Gentili founded Trans Equity Consulting, a New York City-based firm that offers guidance to the LGBTQ community and has a healthcare clinic at Callen Lorde, a center for LGBTQ+ healthcare. Previously, she was director of policy at Gay Men’s Health Crisis.

A priest delivers the eulogy at the funeral of transgender community activist Cecilia Gentili at St. Patrick's Cathedral on February 15, 2024 in New York City. Gentili's funeral was the first time that St. Patrick's Cathedral held a funeral mass for a transgender person. Later the Roman Catholic Archdiocese of New York denounced the hosting of the funeral, saying it was unaware of the identity of the deceased when it agreed to host the service.(Photo by Stephanie Keith/Getty Images)
A priest delivers the eulogy at the funeral of transgender community activist Cecilia Gentili at St. Patrick’s Cathedral on February 15, 2024 in New York City. Gentili’s funeral was the first time that St. Patrick’s Cathedral held a funeral mass for a transgender person. (Photo by Stephanie Keith/Getty Images)

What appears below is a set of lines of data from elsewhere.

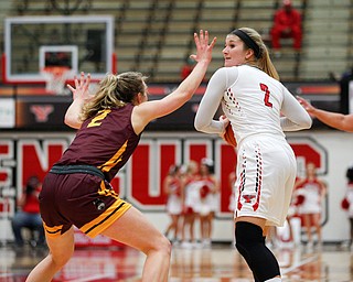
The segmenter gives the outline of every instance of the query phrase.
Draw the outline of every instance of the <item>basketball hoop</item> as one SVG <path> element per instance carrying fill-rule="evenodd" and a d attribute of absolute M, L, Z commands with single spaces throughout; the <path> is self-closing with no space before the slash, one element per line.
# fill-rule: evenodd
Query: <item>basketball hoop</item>
<path fill-rule="evenodd" d="M 45 90 L 55 95 L 65 95 L 65 83 L 73 75 L 67 66 L 46 66 L 42 74 L 45 79 Z"/>

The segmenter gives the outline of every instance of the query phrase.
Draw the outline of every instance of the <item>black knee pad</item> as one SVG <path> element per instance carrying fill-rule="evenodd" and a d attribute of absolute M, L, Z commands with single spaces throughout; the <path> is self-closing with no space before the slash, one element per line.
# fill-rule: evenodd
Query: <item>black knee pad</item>
<path fill-rule="evenodd" d="M 263 229 L 254 224 L 238 221 L 235 228 L 235 246 L 244 257 L 256 281 L 280 275 L 274 253 L 266 247 Z"/>

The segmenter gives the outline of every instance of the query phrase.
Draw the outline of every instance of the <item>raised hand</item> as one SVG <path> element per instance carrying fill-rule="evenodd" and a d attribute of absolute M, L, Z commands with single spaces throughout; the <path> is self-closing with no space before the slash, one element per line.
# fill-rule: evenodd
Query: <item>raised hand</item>
<path fill-rule="evenodd" d="M 82 72 L 79 76 L 79 80 L 75 77 L 75 87 L 72 87 L 69 84 L 67 85 L 68 89 L 73 93 L 73 99 L 81 99 L 83 101 L 87 101 L 92 98 L 88 91 L 88 87 L 90 84 L 90 74 L 87 74 L 87 78 L 85 77 L 85 73 Z"/>

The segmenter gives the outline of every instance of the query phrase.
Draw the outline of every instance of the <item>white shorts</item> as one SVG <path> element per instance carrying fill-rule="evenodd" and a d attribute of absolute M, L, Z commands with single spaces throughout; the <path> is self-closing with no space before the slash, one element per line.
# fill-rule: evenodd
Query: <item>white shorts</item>
<path fill-rule="evenodd" d="M 260 217 L 266 226 L 284 226 L 296 172 L 296 156 L 285 138 L 246 138 L 237 155 L 235 218 Z"/>

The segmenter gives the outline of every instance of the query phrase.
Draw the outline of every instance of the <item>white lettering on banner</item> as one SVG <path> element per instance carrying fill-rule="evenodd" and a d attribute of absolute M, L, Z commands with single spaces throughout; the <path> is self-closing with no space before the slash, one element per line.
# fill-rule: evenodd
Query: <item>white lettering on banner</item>
<path fill-rule="evenodd" d="M 54 111 L 54 107 L 53 105 L 32 105 L 30 110 L 34 115 L 36 122 L 46 122 L 49 115 Z"/>

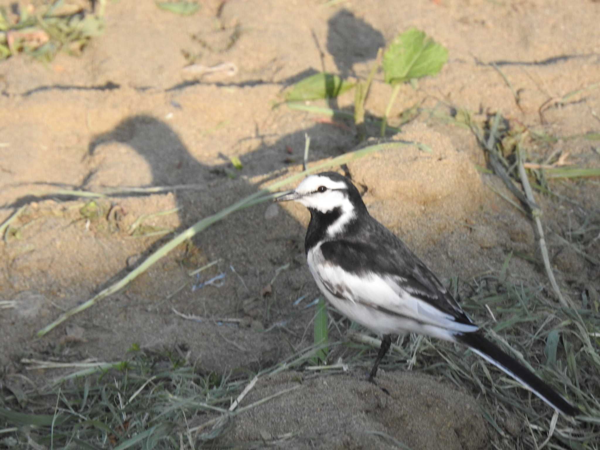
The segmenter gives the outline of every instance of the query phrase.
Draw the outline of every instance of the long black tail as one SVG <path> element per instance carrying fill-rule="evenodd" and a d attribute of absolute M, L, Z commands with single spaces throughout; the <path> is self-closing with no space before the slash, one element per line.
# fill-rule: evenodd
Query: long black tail
<path fill-rule="evenodd" d="M 505 353 L 496 344 L 488 341 L 480 332 L 457 335 L 457 341 L 465 344 L 480 356 L 491 362 L 502 371 L 514 378 L 535 395 L 568 416 L 575 416 L 580 410 L 538 376 L 512 356 Z"/>

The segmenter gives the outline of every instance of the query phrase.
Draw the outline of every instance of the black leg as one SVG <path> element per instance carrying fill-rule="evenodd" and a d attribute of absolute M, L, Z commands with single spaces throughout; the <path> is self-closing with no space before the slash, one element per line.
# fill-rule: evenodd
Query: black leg
<path fill-rule="evenodd" d="M 392 345 L 392 337 L 389 334 L 384 335 L 383 338 L 381 340 L 381 347 L 379 347 L 379 353 L 377 354 L 377 358 L 375 358 L 375 364 L 373 364 L 373 368 L 371 370 L 371 374 L 369 376 L 369 381 L 371 383 L 375 382 L 375 376 L 377 375 L 377 370 L 379 367 L 379 363 L 383 359 L 385 354 L 388 353 L 391 345 Z"/>

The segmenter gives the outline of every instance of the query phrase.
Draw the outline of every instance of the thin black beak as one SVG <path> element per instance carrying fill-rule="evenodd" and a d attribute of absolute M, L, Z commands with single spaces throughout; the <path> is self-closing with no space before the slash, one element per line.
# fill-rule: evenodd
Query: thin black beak
<path fill-rule="evenodd" d="M 301 197 L 301 195 L 298 194 L 296 191 L 288 191 L 284 193 L 283 194 L 280 195 L 279 197 L 275 197 L 275 202 L 289 202 L 290 200 L 298 200 Z"/>

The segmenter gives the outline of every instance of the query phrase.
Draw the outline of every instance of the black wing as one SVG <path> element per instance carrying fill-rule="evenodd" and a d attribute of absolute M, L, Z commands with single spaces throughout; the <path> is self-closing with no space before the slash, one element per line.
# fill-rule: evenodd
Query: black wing
<path fill-rule="evenodd" d="M 369 218 L 373 221 L 370 226 L 363 223 L 359 233 L 323 242 L 320 250 L 325 259 L 350 273 L 388 275 L 400 289 L 457 322 L 472 323 L 433 272 L 391 232 Z"/>

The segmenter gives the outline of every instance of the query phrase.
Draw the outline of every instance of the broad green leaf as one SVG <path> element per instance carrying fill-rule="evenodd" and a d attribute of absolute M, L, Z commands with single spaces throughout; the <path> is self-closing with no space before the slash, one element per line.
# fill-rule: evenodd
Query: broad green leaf
<path fill-rule="evenodd" d="M 556 365 L 556 349 L 559 346 L 560 337 L 559 332 L 553 329 L 548 334 L 548 337 L 546 338 L 546 348 L 544 353 L 546 354 L 548 365 L 551 367 Z"/>
<path fill-rule="evenodd" d="M 354 87 L 353 83 L 344 81 L 337 75 L 321 72 L 305 78 L 286 92 L 286 101 L 316 100 L 340 95 Z"/>
<path fill-rule="evenodd" d="M 314 318 L 314 345 L 326 344 L 329 332 L 327 329 L 327 305 L 325 299 L 321 297 L 317 304 L 317 316 Z M 315 354 L 315 363 L 325 362 L 327 358 L 327 349 L 317 350 Z"/>
<path fill-rule="evenodd" d="M 161 10 L 182 16 L 191 16 L 200 9 L 200 5 L 193 2 L 157 2 L 156 5 Z"/>
<path fill-rule="evenodd" d="M 385 82 L 395 85 L 435 75 L 448 59 L 445 47 L 422 31 L 410 28 L 396 37 L 383 54 Z"/>

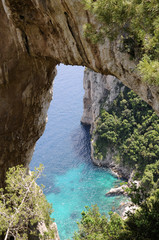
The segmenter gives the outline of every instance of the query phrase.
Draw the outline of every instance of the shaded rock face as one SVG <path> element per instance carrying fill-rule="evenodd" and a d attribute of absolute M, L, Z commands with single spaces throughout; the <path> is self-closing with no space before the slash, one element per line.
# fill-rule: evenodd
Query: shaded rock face
<path fill-rule="evenodd" d="M 91 133 L 96 130 L 96 123 L 100 116 L 101 107 L 109 110 L 114 100 L 124 91 L 125 86 L 114 76 L 104 76 L 100 73 L 95 73 L 90 69 L 84 72 L 83 86 L 85 90 L 83 98 L 83 116 L 81 122 L 91 125 Z M 96 158 L 94 154 L 94 142 L 98 138 L 97 134 L 92 135 L 91 140 L 91 159 L 97 166 L 110 168 L 118 177 L 129 179 L 133 169 L 124 166 L 122 163 L 115 162 L 116 149 L 107 149 L 107 154 L 104 159 Z"/>
<path fill-rule="evenodd" d="M 104 76 L 87 68 L 84 72 L 83 87 L 85 94 L 81 122 L 91 125 L 91 131 L 93 131 L 101 105 L 108 110 L 115 98 L 124 90 L 124 86 L 114 76 Z"/>
<path fill-rule="evenodd" d="M 28 165 L 42 135 L 58 63 L 114 75 L 159 113 L 158 88 L 142 83 L 116 40 L 93 45 L 83 24 L 99 24 L 80 0 L 0 0 L 0 177 Z"/>

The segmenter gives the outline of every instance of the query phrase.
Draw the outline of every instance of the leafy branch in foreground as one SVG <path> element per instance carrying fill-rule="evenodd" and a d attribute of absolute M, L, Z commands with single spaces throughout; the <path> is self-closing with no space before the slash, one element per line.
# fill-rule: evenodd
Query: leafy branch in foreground
<path fill-rule="evenodd" d="M 45 223 L 48 234 L 53 235 L 49 226 L 52 207 L 42 189 L 36 184 L 43 166 L 27 173 L 23 166 L 12 167 L 6 174 L 6 187 L 0 189 L 0 235 L 4 240 L 13 236 L 17 240 L 39 235 L 38 223 Z M 46 234 L 45 234 L 46 235 Z"/>
<path fill-rule="evenodd" d="M 86 38 L 97 43 L 103 36 L 120 37 L 122 50 L 139 61 L 142 79 L 159 85 L 159 1 L 83 0 L 83 3 L 100 22 L 100 29 L 90 24 L 84 26 Z"/>

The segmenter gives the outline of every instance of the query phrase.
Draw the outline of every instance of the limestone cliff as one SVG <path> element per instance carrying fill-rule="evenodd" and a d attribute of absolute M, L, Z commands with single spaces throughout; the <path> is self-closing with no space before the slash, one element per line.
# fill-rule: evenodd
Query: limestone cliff
<path fill-rule="evenodd" d="M 90 69 L 86 69 L 83 78 L 85 90 L 83 98 L 83 116 L 81 122 L 94 128 L 94 123 L 99 116 L 101 104 L 106 110 L 114 99 L 124 89 L 124 85 L 114 76 L 104 76 Z"/>
<path fill-rule="evenodd" d="M 28 165 L 44 131 L 58 63 L 85 65 L 114 75 L 159 113 L 159 88 L 148 86 L 137 62 L 107 37 L 92 44 L 83 25 L 95 20 L 80 0 L 0 1 L 0 177 L 9 166 Z"/>
<path fill-rule="evenodd" d="M 109 110 L 113 101 L 124 91 L 125 86 L 111 75 L 104 76 L 95 73 L 90 69 L 84 72 L 83 87 L 85 90 L 83 98 L 83 116 L 81 122 L 91 125 L 91 133 L 96 129 L 96 122 L 100 114 L 100 108 Z M 115 149 L 108 149 L 106 157 L 99 160 L 94 155 L 94 142 L 98 136 L 93 134 L 91 141 L 91 158 L 94 164 L 111 168 L 118 176 L 130 178 L 132 169 L 116 164 L 114 156 L 117 154 Z"/>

Her Feb. 15 funeral was held at Manhattan’s venerable St. Patrick’s Cathedral, but the ceremony drew backlash and was denounced by Cardinal Timothy Dolan, who decried the “the irreverence and the disrespect” of the mourners and requested a rare Mass of Reparation to pray for forgiveness.

Gentili’s family called the Church’s reaction “sanctimonious” and said the funeral brought “precious life and radical joy to the Cathedral in historic defiance of the Church’s hypocrisy and anti-trans hatred.